We need compile and then name the bitcode blocks, much as in the conditional specialisation example:

clang -c -emit-llvm filespec.c -o filespec.bc
opt -load /path/to/llpe/utils/libLLVMLLPEUtils.so -nameblocks filespec.bc -o filespec_names.bc

Let’s make a test input file to consume:

yes | head -n 10000 > /tmp/test.in

Then we can specialise, giving a path condition that asserts we’re checksumming that file:

$LLPE_OPT -llpe
	  -llpe-root cksum_file
	  -llpe-path-condition-str cksum_file,__args__,0,/tmp/test.in,cksum_file,1
	  -llpe-force-noalias-arg 0
	  -llpe-write-llio-conf /tmp/test.conf
	  -llpe-verbose-path-conditions
	  filespec_names.bc
	  -o filespec_test.bc

This is very similar to the invocation in the conditional specialisation example, except that it writes an lliowd configuration file that gives the name, modification time and hash of the file consumed during specialisation.

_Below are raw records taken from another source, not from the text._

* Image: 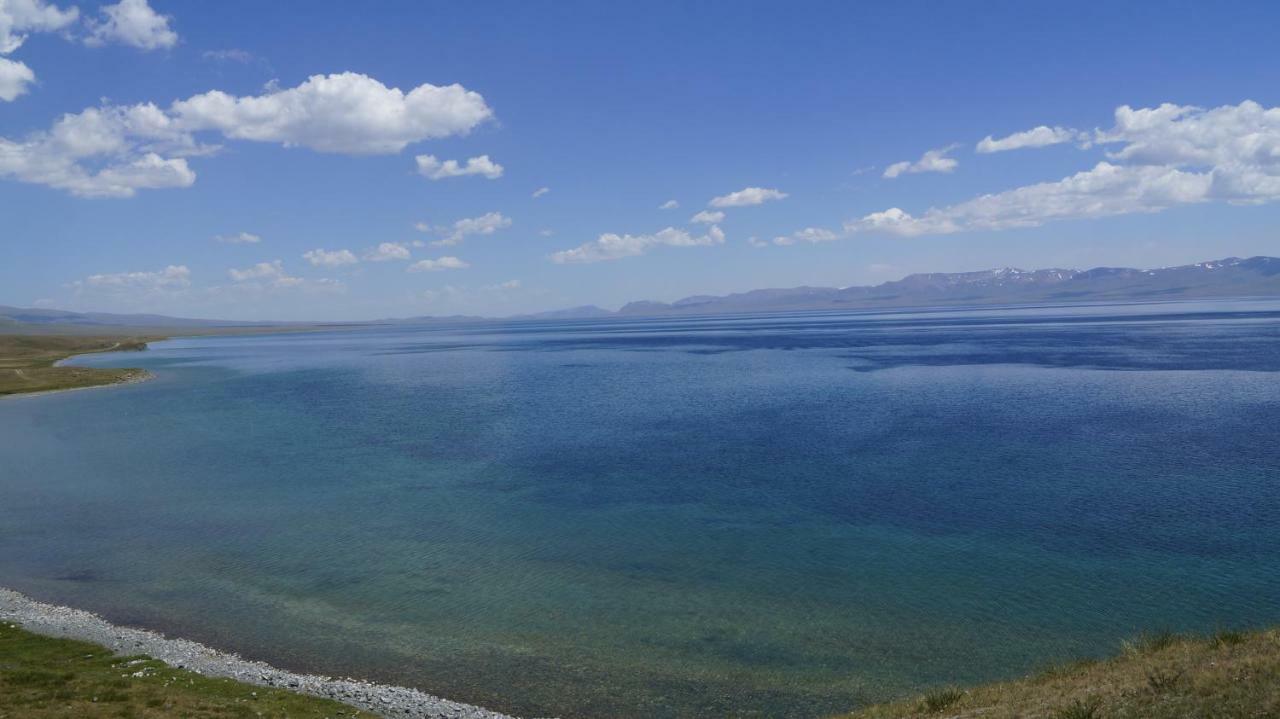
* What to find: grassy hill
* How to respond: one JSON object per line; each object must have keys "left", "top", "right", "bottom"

{"left": 0, "top": 335, "right": 155, "bottom": 396}
{"left": 840, "top": 628, "right": 1280, "bottom": 719}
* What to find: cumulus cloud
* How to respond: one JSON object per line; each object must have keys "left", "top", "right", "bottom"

{"left": 173, "top": 72, "right": 492, "bottom": 154}
{"left": 550, "top": 225, "right": 724, "bottom": 264}
{"left": 531, "top": 186, "right": 549, "bottom": 198}
{"left": 690, "top": 210, "right": 724, "bottom": 224}
{"left": 408, "top": 256, "right": 468, "bottom": 272}
{"left": 85, "top": 0, "right": 177, "bottom": 50}
{"left": 302, "top": 248, "right": 358, "bottom": 267}
{"left": 214, "top": 231, "right": 261, "bottom": 244}
{"left": 708, "top": 187, "right": 787, "bottom": 207}
{"left": 0, "top": 102, "right": 199, "bottom": 196}
{"left": 883, "top": 145, "right": 959, "bottom": 178}
{"left": 783, "top": 101, "right": 1280, "bottom": 243}
{"left": 0, "top": 72, "right": 493, "bottom": 196}
{"left": 658, "top": 199, "right": 679, "bottom": 209}
{"left": 0, "top": 56, "right": 33, "bottom": 101}
{"left": 364, "top": 241, "right": 410, "bottom": 261}
{"left": 976, "top": 125, "right": 1080, "bottom": 153}
{"left": 0, "top": 0, "right": 78, "bottom": 55}
{"left": 415, "top": 153, "right": 503, "bottom": 180}
{"left": 420, "top": 211, "right": 511, "bottom": 246}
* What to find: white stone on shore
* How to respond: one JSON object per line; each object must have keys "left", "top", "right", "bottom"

{"left": 0, "top": 587, "right": 541, "bottom": 719}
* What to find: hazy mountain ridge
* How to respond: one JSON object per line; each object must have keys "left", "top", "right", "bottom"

{"left": 4, "top": 257, "right": 1279, "bottom": 328}
{"left": 606, "top": 256, "right": 1280, "bottom": 317}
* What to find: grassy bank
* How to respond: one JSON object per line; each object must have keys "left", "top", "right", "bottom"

{"left": 840, "top": 628, "right": 1280, "bottom": 719}
{"left": 0, "top": 335, "right": 155, "bottom": 396}
{"left": 0, "top": 622, "right": 372, "bottom": 718}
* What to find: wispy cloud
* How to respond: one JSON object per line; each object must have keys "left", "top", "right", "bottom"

{"left": 976, "top": 125, "right": 1080, "bottom": 153}
{"left": 363, "top": 242, "right": 410, "bottom": 261}
{"left": 419, "top": 211, "right": 512, "bottom": 246}
{"left": 708, "top": 187, "right": 787, "bottom": 207}
{"left": 883, "top": 144, "right": 959, "bottom": 178}
{"left": 408, "top": 256, "right": 469, "bottom": 272}
{"left": 302, "top": 248, "right": 358, "bottom": 267}
{"left": 550, "top": 225, "right": 724, "bottom": 264}
{"left": 214, "top": 231, "right": 261, "bottom": 244}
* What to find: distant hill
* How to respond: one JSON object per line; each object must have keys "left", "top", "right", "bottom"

{"left": 0, "top": 306, "right": 280, "bottom": 329}
{"left": 598, "top": 256, "right": 1280, "bottom": 317}
{"left": 5, "top": 256, "right": 1279, "bottom": 329}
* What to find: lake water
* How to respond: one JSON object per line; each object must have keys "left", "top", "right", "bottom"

{"left": 3, "top": 301, "right": 1280, "bottom": 718}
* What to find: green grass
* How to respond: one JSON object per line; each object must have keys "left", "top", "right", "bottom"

{"left": 0, "top": 335, "right": 155, "bottom": 396}
{"left": 0, "top": 622, "right": 373, "bottom": 718}
{"left": 837, "top": 627, "right": 1280, "bottom": 719}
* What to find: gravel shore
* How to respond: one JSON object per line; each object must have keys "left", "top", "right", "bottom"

{"left": 0, "top": 587, "right": 524, "bottom": 719}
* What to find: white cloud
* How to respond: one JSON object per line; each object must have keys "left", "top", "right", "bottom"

{"left": 538, "top": 228, "right": 553, "bottom": 237}
{"left": 422, "top": 211, "right": 512, "bottom": 246}
{"left": 658, "top": 199, "right": 679, "bottom": 209}
{"left": 225, "top": 259, "right": 339, "bottom": 292}
{"left": 531, "top": 186, "right": 549, "bottom": 198}
{"left": 302, "top": 248, "right": 358, "bottom": 267}
{"left": 364, "top": 241, "right": 410, "bottom": 261}
{"left": 408, "top": 256, "right": 469, "bottom": 272}
{"left": 976, "top": 125, "right": 1080, "bottom": 153}
{"left": 708, "top": 187, "right": 787, "bottom": 207}
{"left": 172, "top": 72, "right": 493, "bottom": 154}
{"left": 883, "top": 145, "right": 959, "bottom": 178}
{"left": 229, "top": 260, "right": 287, "bottom": 282}
{"left": 85, "top": 0, "right": 177, "bottom": 50}
{"left": 0, "top": 0, "right": 78, "bottom": 55}
{"left": 1, "top": 72, "right": 492, "bottom": 197}
{"left": 0, "top": 102, "right": 199, "bottom": 195}
{"left": 747, "top": 236, "right": 769, "bottom": 248}
{"left": 772, "top": 227, "right": 839, "bottom": 246}
{"left": 550, "top": 225, "right": 724, "bottom": 264}
{"left": 214, "top": 231, "right": 261, "bottom": 244}
{"left": 839, "top": 101, "right": 1280, "bottom": 239}
{"left": 415, "top": 153, "right": 503, "bottom": 180}
{"left": 0, "top": 56, "right": 33, "bottom": 101}
{"left": 83, "top": 264, "right": 190, "bottom": 289}
{"left": 690, "top": 210, "right": 725, "bottom": 224}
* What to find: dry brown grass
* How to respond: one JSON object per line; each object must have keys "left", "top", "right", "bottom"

{"left": 836, "top": 628, "right": 1280, "bottom": 719}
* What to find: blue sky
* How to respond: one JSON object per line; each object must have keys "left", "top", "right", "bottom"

{"left": 3, "top": 0, "right": 1280, "bottom": 320}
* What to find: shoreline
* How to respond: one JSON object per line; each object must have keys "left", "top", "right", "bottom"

{"left": 0, "top": 587, "right": 522, "bottom": 719}
{"left": 0, "top": 367, "right": 154, "bottom": 400}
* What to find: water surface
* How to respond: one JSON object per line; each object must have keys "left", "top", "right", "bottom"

{"left": 3, "top": 301, "right": 1280, "bottom": 717}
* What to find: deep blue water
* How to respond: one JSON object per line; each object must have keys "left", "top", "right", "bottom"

{"left": 2, "top": 301, "right": 1280, "bottom": 718}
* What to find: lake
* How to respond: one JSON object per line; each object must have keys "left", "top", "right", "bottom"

{"left": 3, "top": 301, "right": 1279, "bottom": 718}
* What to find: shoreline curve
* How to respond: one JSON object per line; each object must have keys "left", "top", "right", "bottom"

{"left": 0, "top": 587, "right": 524, "bottom": 719}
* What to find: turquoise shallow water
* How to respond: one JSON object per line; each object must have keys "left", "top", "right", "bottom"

{"left": 2, "top": 301, "right": 1280, "bottom": 717}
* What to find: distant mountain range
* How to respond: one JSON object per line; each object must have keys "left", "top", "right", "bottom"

{"left": 518, "top": 255, "right": 1280, "bottom": 319}
{"left": 4, "top": 256, "right": 1279, "bottom": 330}
{"left": 0, "top": 306, "right": 297, "bottom": 331}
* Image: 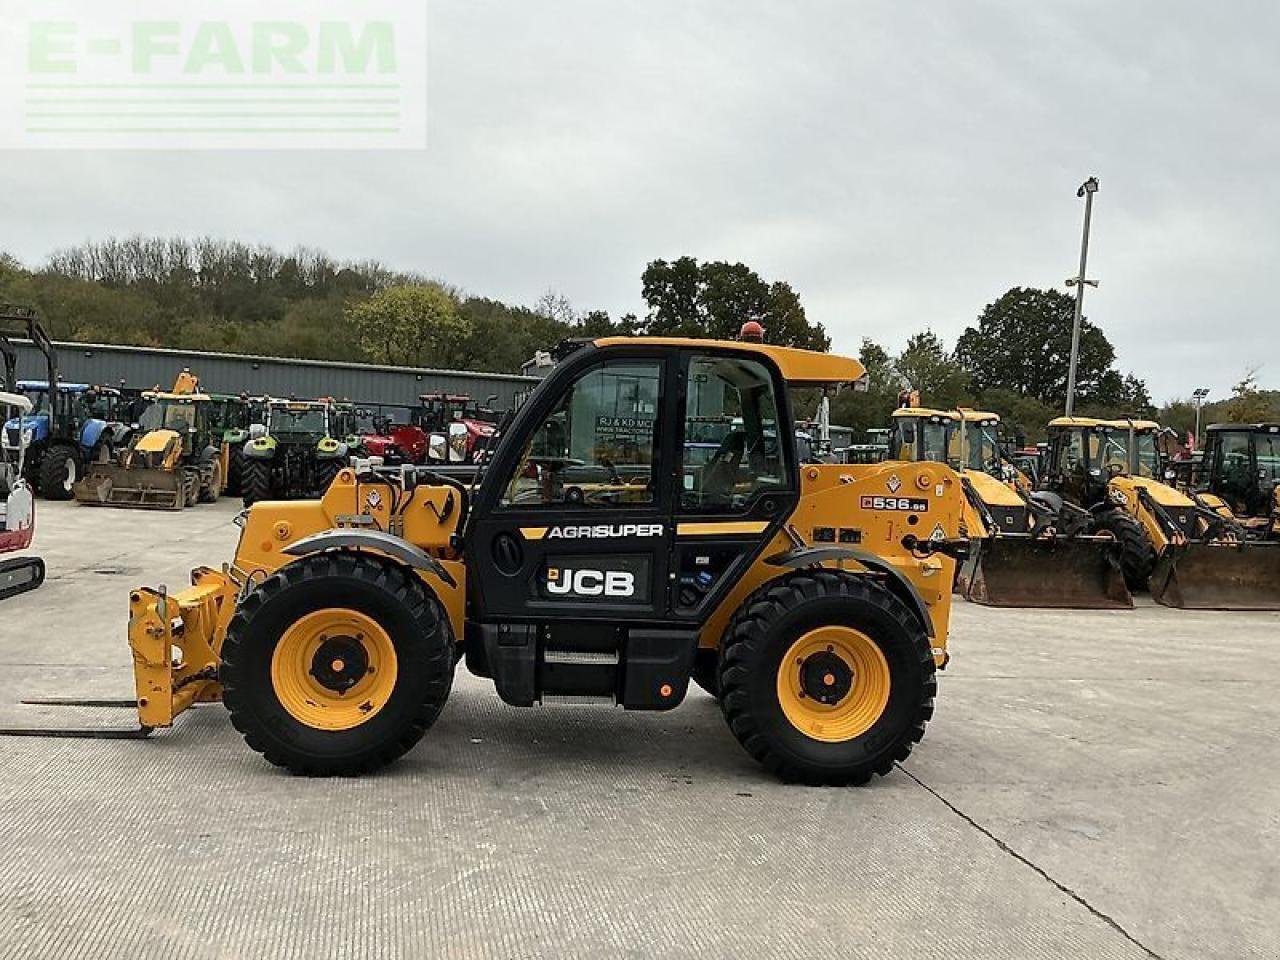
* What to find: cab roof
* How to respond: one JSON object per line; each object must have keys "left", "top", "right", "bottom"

{"left": 592, "top": 337, "right": 866, "bottom": 387}
{"left": 145, "top": 392, "right": 212, "bottom": 402}
{"left": 890, "top": 406, "right": 955, "bottom": 420}
{"left": 18, "top": 380, "right": 90, "bottom": 392}
{"left": 1206, "top": 422, "right": 1280, "bottom": 432}
{"left": 1047, "top": 416, "right": 1161, "bottom": 431}
{"left": 955, "top": 408, "right": 1000, "bottom": 423}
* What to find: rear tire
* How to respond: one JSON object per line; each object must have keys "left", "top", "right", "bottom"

{"left": 1093, "top": 511, "right": 1154, "bottom": 591}
{"left": 241, "top": 458, "right": 272, "bottom": 507}
{"left": 38, "top": 444, "right": 79, "bottom": 500}
{"left": 719, "top": 570, "right": 935, "bottom": 786}
{"left": 220, "top": 552, "right": 454, "bottom": 775}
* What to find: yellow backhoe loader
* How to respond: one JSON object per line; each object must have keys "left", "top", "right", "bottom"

{"left": 2, "top": 336, "right": 969, "bottom": 786}
{"left": 73, "top": 371, "right": 230, "bottom": 510}
{"left": 1041, "top": 417, "right": 1280, "bottom": 609}
{"left": 890, "top": 405, "right": 1130, "bottom": 608}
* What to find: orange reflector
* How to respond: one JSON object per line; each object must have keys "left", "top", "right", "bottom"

{"left": 659, "top": 683, "right": 673, "bottom": 698}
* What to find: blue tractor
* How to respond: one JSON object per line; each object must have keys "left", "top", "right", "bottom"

{"left": 0, "top": 309, "right": 127, "bottom": 500}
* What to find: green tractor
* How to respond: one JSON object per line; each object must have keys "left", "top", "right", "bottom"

{"left": 240, "top": 398, "right": 349, "bottom": 506}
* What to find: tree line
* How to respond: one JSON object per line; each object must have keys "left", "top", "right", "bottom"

{"left": 1, "top": 237, "right": 1273, "bottom": 442}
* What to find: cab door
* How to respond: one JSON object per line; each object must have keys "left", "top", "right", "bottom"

{"left": 466, "top": 346, "right": 678, "bottom": 625}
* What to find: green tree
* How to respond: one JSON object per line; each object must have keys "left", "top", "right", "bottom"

{"left": 827, "top": 338, "right": 901, "bottom": 435}
{"left": 347, "top": 285, "right": 470, "bottom": 368}
{"left": 975, "top": 388, "right": 1058, "bottom": 446}
{"left": 955, "top": 287, "right": 1143, "bottom": 409}
{"left": 1221, "top": 371, "right": 1276, "bottom": 423}
{"left": 639, "top": 257, "right": 829, "bottom": 350}
{"left": 894, "top": 330, "right": 969, "bottom": 408}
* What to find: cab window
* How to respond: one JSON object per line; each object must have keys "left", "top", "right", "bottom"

{"left": 681, "top": 355, "right": 790, "bottom": 512}
{"left": 501, "top": 360, "right": 660, "bottom": 508}
{"left": 1057, "top": 430, "right": 1079, "bottom": 473}
{"left": 1217, "top": 430, "right": 1255, "bottom": 501}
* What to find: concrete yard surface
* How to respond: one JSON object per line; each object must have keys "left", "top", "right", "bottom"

{"left": 0, "top": 500, "right": 1276, "bottom": 959}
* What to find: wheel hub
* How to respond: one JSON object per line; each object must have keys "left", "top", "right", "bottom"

{"left": 798, "top": 650, "right": 853, "bottom": 705}
{"left": 776, "top": 626, "right": 892, "bottom": 743}
{"left": 309, "top": 635, "right": 370, "bottom": 694}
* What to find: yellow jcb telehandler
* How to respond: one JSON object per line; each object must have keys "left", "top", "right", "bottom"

{"left": 889, "top": 405, "right": 1130, "bottom": 608}
{"left": 1, "top": 337, "right": 969, "bottom": 785}
{"left": 1041, "top": 417, "right": 1280, "bottom": 609}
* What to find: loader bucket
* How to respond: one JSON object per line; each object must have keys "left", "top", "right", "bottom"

{"left": 1150, "top": 541, "right": 1280, "bottom": 610}
{"left": 73, "top": 464, "right": 184, "bottom": 510}
{"left": 960, "top": 535, "right": 1133, "bottom": 609}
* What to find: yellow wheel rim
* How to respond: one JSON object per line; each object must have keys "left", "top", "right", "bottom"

{"left": 270, "top": 608, "right": 398, "bottom": 731}
{"left": 776, "top": 626, "right": 891, "bottom": 743}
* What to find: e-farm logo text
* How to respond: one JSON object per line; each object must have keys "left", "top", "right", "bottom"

{"left": 0, "top": 1, "right": 427, "bottom": 149}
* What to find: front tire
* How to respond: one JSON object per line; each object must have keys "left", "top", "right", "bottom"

{"left": 38, "top": 444, "right": 79, "bottom": 500}
{"left": 220, "top": 552, "right": 454, "bottom": 775}
{"left": 719, "top": 570, "right": 935, "bottom": 786}
{"left": 225, "top": 446, "right": 244, "bottom": 497}
{"left": 199, "top": 457, "right": 223, "bottom": 503}
{"left": 1093, "top": 511, "right": 1154, "bottom": 591}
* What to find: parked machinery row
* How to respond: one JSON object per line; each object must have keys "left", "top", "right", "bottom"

{"left": 889, "top": 400, "right": 1280, "bottom": 611}
{"left": 0, "top": 306, "right": 507, "bottom": 510}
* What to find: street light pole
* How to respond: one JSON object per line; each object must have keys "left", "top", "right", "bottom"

{"left": 1064, "top": 177, "right": 1100, "bottom": 417}
{"left": 1192, "top": 387, "right": 1210, "bottom": 448}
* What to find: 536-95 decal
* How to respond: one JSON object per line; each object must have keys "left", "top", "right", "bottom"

{"left": 860, "top": 495, "right": 929, "bottom": 513}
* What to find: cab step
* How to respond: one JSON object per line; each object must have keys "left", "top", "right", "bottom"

{"left": 543, "top": 649, "right": 619, "bottom": 665}
{"left": 539, "top": 693, "right": 616, "bottom": 706}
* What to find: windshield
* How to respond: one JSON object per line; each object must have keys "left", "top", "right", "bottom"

{"left": 139, "top": 399, "right": 198, "bottom": 433}
{"left": 271, "top": 406, "right": 328, "bottom": 436}
{"left": 1092, "top": 429, "right": 1129, "bottom": 474}
{"left": 963, "top": 423, "right": 1001, "bottom": 472}
{"left": 20, "top": 387, "right": 50, "bottom": 415}
{"left": 893, "top": 418, "right": 952, "bottom": 462}
{"left": 1134, "top": 431, "right": 1160, "bottom": 478}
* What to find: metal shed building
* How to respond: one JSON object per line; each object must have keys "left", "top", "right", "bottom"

{"left": 9, "top": 339, "right": 539, "bottom": 409}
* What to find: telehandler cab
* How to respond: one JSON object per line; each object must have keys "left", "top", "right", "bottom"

{"left": 1, "top": 338, "right": 968, "bottom": 785}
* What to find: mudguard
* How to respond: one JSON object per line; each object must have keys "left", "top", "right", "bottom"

{"left": 283, "top": 529, "right": 457, "bottom": 588}
{"left": 79, "top": 418, "right": 108, "bottom": 452}
{"left": 243, "top": 436, "right": 277, "bottom": 460}
{"left": 764, "top": 544, "right": 935, "bottom": 639}
{"left": 316, "top": 438, "right": 348, "bottom": 461}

If we look at the disassembly (llvm-dis filespec_test.bc -o -) we’ll see a call to lliowd_init at the start of cksum_file and calls to lliowd_ok at regular intervals – these communicate with the lliowd daemon to check against concurrent file modification invalidating the results of specialisation.

We’ll need to build against the LLIO client library which provides these functions:

clang filespec_test.bc $LLPE_ROOT/lliowd/clientlib.c -o filespec_test

We’ll also need to amend the lliowd configuration written to /tmp/test.conf, adding the fully qualified path to the filespec_test binary at the beginning, producing a file like this:

/tmp/filespec_test
	/tmp/test.in 1466427977 854a94787dd96152db5e6b4c06822e7e9973e1a4

Let’s try running the specialised program without the lliowd daemon running:

/tmp/filespec_test /etc/passwd
Entering specialised function cksum_file
Failed path condition String PC: "/tmp/test.in" -> i8* %fname in block 1 / 0

As expected the path condition fails, since we’re not reading /tmp/test.in, and so unspecialised code is used.

/tmp/filespec_test /tmp/test.in
Entering specialised function cksum_file
Denied permission to use specialised files reading /tmp/test.in in 

This time the path condition passed, but the lliowd daemon couldn’t be contacted, so again the specialised codepath wasn’t used. Let’s build and run it:

make -C $LLPE_ROOT/lliowd lliowd
$LLPE_ROOT/lliowd /tmp/test.conf &
Adding program /tmp/filespec_test
...

/tmp/filespec_test /tmp/test.in
Entering specialised function cksum_file
Successfully exiting specialised function cksum_file

Hurrah! We used the specialised path. But then if we modify the file:

echo "Hello world!" >> /tmp/test.in
/tmp/filespec_test /tmp/test.in
Entering specialised function cksum_file
Denied permission to use specialised files reading /tmp/test.in in 

The alteration was detected, and again we used the unspecialised path.